James D. Isaak received his B.S. in Computer Studies and his M.S.E.E. in Computer Engineering (1972) from Stanford University. He is a Senior Member of the IEEE, and has been a member of the IEEE Computer Society since 1971. He led the POSIX standards effort from 1984 through 1994, as work expanded to 30 projects with involvement by over 500 volunteers.
In addition to his work as Director for Information Infrastructure Standards at Digital Equipment Corporation which entails standards leadership, strategies and “evangelism” from China to Europe, he also worked in startups and major vendors in operating systems development, software services, management, product management and strategic planning. In the past, Mr. Isaak tested the early PC software market with a genealogy package, authored numerous articles on open systems, including a piece on the “Information Highway” published in the October 1978 issue of Computer. He also coauthored the recently-published, Open Systems Handbook (IEEE Standards Press) and served as editor of a standard family history and genealogy to be published later this year.
Among his many accomplishments, Mr. Isaak initiated the IEEE SCC33 Standards Coordinating Committee for the Information Infrastructure, and is active in the ANSI Information Infrastructure Standards Panel (IISP). In addition, he is the convener of the ISO/IEC JTC1/SC22/WG15 POSIX effort and member of: the associated ISO/IEC SC22 Committee, IEEE Standards Board, the Cross Industry Working team (XIWT), alternate on the NIIT Board of Directors and ACM. James Isaak is the recipient of the IEEE Computer Society Outstanding Contribution Award, “for outstanding technical achievement in development of POSIX Standard P1003,” the POSIX Pioneer and the Stanford Computing Pioneer certificates.
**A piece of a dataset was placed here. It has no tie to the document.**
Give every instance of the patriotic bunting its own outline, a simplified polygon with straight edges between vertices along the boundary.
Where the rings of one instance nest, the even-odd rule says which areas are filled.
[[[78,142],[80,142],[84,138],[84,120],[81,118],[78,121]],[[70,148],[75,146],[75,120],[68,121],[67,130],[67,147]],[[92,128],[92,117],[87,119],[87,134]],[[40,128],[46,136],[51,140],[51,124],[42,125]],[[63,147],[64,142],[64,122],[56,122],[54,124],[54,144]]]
Jim would like to thank his wife of 26 years Leonora Isaak, and daughters Michelle and Elaine, for their patience and understanding with the substantial amount of work and travel that is entailed in standards participation. Elaine is the one that decide “POSIX” STOOD OR “Persons Opposed to Scarlet Indigenous Xylophones” after the Nth time someone asked her what his personalized license plate stood for.